Betrachtungsgegenstand dieses Konzeptes sind sämtliche ausgestoßenen Treibhausgase, welche im unmittelbaren Verantwortungsbereich der Berger Kommunalverwaltung liegen. Neben der Betrachtung der Strom- und Wärmeverbräuche kommunaler Liegenschaften, zählen hierzu auch die Energieverbräuche der Trinkwasserversorgung und der Abwasserreinigung sowie der örtlichen Straßenbeleuchtung. Weitere elementare Bereiche sind der kommunale Fuhrpark und der Bereich der Dienstreisen.

Freiwillig nachrichtlich berichtet werden können zudem die Bereiche Pendlerverkehr von und zur Arbeitsstätte, Beschaffung von Waren und Dienstleistungen, „Graue Energie“ für Gebäude und Anlagen sowie der Bereich der Abfallentsorgung.

Zentraler Bestandteil des Konzepts zur „klimaneutralen“ Gemeindeverwaltung wird ein umfassender Maßnahmenkatalog mit möglichen investiven, gering-investiven und nicht-investiven Maßnahmen zur Reduktion von Energieverbrächen und damit einhergehender Treibhausgase in den einzelnen Teilbereichen sein.
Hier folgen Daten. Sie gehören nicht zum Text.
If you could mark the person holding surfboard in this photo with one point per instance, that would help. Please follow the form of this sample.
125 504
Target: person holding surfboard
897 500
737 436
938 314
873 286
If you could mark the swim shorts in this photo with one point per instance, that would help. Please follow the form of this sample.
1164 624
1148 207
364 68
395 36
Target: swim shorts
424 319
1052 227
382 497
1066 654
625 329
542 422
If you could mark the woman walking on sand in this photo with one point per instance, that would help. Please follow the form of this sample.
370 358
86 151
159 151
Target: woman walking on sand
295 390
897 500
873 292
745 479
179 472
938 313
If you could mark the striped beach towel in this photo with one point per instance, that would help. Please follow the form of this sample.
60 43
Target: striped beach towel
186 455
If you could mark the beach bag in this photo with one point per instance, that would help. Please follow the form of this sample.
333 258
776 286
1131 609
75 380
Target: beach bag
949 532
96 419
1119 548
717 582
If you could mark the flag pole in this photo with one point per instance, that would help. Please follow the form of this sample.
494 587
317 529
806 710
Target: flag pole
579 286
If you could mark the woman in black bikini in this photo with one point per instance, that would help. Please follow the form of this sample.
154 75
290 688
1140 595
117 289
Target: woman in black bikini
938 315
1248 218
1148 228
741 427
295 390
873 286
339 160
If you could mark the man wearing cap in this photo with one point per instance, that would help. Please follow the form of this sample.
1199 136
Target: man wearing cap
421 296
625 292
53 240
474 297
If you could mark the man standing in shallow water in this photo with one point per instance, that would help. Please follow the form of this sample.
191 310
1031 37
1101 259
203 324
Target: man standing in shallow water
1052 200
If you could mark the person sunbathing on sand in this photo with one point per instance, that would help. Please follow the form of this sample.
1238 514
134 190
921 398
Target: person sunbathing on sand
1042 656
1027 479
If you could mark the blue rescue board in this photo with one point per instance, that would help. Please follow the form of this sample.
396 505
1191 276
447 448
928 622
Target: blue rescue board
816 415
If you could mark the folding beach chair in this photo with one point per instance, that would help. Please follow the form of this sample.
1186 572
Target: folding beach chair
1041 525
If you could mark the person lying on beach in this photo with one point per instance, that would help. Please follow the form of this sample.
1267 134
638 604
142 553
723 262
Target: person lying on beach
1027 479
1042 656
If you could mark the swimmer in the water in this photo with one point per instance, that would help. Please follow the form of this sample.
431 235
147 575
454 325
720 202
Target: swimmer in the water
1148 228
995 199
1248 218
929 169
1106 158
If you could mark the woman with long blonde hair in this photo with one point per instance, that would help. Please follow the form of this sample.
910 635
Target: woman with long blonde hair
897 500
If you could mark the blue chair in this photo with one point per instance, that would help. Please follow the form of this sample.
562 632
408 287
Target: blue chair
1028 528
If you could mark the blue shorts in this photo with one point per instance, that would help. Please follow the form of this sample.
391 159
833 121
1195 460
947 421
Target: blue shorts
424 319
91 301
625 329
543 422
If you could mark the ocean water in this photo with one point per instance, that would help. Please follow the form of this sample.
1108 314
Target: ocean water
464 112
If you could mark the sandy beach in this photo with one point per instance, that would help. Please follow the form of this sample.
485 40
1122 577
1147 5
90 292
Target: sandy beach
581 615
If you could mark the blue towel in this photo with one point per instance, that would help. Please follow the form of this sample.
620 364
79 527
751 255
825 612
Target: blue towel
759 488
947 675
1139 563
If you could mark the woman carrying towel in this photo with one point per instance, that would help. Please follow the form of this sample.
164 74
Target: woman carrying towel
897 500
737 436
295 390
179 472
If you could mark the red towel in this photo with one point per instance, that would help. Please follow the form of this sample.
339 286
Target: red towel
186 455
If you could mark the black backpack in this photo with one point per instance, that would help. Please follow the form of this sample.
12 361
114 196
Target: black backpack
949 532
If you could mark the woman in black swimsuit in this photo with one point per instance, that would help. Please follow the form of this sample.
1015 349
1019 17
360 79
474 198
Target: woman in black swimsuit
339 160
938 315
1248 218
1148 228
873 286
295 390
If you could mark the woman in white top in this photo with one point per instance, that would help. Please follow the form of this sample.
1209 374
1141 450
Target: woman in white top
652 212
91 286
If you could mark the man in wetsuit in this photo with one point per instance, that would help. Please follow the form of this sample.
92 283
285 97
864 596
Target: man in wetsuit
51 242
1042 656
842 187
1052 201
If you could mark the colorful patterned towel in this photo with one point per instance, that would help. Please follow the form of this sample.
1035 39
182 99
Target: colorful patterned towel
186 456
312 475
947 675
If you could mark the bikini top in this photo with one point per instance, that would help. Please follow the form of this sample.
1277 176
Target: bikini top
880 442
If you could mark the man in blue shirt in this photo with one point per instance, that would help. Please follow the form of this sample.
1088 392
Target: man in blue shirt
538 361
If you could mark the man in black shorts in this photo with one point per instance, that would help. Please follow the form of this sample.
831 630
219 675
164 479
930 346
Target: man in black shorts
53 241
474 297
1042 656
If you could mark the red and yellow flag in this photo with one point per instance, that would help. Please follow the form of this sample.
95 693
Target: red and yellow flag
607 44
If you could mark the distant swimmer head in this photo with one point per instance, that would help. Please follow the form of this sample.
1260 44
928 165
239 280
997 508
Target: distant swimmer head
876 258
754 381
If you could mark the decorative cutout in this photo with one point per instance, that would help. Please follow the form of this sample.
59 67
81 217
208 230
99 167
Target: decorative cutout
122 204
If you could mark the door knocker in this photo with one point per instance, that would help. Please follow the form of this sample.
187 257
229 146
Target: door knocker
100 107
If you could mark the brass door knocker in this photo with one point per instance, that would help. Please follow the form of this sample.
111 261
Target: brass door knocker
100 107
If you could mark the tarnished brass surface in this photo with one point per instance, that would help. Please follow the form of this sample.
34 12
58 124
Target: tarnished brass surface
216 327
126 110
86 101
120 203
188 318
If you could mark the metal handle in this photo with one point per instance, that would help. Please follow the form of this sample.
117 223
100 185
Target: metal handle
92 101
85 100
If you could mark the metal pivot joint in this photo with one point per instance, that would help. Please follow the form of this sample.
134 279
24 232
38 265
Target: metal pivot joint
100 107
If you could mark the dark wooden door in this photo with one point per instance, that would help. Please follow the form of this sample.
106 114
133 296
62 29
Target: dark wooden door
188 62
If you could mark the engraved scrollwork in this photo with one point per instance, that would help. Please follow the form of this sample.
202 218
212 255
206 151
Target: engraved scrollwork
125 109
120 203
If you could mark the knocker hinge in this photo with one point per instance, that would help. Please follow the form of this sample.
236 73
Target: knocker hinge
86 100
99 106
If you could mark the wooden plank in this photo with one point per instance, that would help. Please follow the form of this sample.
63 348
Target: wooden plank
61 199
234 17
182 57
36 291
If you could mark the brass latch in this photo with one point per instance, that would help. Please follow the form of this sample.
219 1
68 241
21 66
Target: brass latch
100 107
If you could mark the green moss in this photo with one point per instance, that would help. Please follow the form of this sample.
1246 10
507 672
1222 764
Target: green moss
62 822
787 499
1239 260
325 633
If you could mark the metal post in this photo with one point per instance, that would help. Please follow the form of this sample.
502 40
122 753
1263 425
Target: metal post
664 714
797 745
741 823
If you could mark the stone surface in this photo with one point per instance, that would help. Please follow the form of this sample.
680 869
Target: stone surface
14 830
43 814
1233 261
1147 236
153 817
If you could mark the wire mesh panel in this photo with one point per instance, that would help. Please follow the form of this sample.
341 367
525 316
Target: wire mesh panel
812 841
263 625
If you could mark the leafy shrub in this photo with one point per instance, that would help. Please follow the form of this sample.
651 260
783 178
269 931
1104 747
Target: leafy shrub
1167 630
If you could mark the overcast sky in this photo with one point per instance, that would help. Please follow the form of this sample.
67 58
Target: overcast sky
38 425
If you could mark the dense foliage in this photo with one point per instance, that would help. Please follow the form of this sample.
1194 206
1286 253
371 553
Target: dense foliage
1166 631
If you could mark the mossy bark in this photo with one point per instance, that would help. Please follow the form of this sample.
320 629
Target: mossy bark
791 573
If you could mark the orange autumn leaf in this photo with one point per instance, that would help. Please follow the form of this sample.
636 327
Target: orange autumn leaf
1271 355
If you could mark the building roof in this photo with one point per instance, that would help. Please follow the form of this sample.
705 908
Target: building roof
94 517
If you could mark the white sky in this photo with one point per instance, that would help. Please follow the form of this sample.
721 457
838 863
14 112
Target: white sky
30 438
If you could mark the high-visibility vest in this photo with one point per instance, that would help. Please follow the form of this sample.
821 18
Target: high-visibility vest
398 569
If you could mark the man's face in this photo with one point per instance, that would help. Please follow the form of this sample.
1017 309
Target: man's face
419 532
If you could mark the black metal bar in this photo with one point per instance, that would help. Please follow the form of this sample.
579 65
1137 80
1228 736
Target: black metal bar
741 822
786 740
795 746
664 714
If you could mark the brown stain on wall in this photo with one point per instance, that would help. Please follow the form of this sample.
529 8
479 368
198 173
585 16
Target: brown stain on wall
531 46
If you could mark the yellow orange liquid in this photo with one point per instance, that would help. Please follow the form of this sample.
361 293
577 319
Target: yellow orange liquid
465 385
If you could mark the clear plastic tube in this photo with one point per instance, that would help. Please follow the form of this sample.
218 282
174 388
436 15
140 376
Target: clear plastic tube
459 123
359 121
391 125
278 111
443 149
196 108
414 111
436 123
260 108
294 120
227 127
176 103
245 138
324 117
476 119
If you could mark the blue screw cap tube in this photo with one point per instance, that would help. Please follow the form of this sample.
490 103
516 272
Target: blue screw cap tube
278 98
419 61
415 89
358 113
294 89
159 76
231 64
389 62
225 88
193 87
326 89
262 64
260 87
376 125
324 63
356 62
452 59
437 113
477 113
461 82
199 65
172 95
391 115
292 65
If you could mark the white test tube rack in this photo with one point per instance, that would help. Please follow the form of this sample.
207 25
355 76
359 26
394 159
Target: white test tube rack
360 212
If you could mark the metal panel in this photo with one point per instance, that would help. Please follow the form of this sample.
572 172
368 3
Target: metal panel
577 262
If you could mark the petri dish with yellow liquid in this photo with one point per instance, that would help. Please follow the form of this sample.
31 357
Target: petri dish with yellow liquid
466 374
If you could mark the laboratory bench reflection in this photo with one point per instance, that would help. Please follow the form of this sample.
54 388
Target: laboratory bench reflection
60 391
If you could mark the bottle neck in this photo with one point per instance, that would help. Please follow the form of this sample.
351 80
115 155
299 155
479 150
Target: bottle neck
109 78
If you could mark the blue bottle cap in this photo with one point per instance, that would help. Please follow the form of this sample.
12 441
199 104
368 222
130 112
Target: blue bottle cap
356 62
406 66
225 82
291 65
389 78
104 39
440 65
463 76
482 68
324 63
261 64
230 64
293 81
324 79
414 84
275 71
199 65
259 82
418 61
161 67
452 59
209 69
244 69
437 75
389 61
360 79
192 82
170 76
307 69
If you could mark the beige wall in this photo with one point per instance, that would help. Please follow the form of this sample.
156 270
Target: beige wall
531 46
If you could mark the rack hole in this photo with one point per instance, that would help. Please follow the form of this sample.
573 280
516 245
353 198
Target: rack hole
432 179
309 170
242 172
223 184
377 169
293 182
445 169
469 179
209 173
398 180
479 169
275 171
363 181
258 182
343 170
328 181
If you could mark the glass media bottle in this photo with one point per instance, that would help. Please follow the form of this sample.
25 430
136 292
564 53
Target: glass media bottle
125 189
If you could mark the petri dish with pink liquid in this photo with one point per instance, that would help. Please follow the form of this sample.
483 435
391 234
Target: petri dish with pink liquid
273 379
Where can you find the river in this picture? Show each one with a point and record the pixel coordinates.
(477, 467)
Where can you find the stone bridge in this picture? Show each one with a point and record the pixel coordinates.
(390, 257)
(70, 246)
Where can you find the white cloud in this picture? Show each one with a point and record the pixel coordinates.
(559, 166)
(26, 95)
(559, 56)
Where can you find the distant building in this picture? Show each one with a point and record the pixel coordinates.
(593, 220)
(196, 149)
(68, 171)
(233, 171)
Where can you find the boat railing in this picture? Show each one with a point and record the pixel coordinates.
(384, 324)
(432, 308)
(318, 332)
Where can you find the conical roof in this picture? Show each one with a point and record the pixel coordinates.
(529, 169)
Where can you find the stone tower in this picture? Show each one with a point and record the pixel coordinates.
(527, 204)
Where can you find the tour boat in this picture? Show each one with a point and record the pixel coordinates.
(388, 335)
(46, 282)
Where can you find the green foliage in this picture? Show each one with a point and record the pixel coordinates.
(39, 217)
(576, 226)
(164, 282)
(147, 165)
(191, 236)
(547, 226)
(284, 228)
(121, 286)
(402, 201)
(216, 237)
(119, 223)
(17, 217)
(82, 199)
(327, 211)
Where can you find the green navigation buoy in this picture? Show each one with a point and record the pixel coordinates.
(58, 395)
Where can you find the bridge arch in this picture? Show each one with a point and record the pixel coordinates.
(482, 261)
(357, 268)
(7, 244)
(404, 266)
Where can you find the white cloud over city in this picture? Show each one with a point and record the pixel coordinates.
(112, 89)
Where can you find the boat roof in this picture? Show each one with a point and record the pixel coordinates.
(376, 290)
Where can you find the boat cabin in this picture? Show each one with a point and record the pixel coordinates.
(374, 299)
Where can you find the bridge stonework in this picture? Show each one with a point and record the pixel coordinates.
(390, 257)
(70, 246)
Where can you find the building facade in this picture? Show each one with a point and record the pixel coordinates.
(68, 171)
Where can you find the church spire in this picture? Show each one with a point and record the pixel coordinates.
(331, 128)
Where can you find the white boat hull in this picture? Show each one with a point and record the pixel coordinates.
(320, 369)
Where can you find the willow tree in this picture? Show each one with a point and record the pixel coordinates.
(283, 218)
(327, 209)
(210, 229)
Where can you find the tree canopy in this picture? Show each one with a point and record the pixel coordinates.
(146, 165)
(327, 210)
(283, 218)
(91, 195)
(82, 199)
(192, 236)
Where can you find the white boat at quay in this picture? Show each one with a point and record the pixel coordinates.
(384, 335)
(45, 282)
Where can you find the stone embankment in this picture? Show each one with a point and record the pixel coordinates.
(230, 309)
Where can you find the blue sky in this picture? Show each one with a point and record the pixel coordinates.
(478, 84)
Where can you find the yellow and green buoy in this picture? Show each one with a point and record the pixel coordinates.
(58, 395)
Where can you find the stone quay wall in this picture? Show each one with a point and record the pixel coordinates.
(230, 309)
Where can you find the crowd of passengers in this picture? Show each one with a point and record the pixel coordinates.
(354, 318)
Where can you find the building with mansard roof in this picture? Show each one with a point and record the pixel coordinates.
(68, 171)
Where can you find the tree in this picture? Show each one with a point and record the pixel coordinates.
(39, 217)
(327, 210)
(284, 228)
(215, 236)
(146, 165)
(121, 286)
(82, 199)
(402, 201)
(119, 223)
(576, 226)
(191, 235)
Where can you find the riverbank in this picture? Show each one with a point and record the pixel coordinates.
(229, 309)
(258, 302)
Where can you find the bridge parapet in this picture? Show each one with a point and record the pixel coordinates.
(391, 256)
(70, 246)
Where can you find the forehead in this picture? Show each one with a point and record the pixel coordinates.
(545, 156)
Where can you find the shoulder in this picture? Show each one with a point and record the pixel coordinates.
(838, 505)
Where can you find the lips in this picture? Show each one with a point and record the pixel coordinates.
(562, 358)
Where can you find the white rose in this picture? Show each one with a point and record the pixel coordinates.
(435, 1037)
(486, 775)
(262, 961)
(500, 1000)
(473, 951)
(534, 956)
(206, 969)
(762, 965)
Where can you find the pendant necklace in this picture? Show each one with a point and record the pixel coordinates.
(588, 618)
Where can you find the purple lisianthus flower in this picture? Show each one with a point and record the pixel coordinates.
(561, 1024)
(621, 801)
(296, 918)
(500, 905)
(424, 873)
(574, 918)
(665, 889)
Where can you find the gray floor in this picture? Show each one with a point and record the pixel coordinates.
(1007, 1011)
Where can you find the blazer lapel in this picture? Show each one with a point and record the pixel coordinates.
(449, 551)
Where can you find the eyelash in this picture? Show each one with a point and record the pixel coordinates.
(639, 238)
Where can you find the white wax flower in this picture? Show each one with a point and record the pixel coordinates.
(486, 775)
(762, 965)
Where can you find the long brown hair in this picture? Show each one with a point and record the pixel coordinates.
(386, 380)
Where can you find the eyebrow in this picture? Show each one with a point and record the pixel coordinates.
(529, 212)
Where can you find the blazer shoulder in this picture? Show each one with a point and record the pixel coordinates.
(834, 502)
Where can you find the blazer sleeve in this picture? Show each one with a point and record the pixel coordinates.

Mit einer Fertigstellung dieses Konzepts ist voraussichtlich im ersten Quartal 2023 zu rechnen. 

Ein zielkonformer Treibhausgasreduktionsfahrplan bis zum Jahr 2040, mit Zielvorgaben jährlicher Treibhausgasminderungswerte (absolut oder prozentual),istebenfallsTeil dieses Konzepts.

Ein Zeitplan mit ganz konkreten Maßnahmen zeigt zudem auf, wie das Ziel einer „klimaneutralen“ Gemeindeverwaltung in Berg im angestrebten Zieljahr erreicht werden kann. Über die Festlegung eines Zwischenziels bis zum Jahr 2030 und eine jährliche Berichterstattung zu den Energieverbräuchen (Strom, Wärme, Kraftstoff) sollen mögliche Abweichungen vom Zielpfad festgestellt werden und falls dies erforderlich wird, zusätzliche Maßnahmen erarbeitet und in die Praxis umgesetzt werden.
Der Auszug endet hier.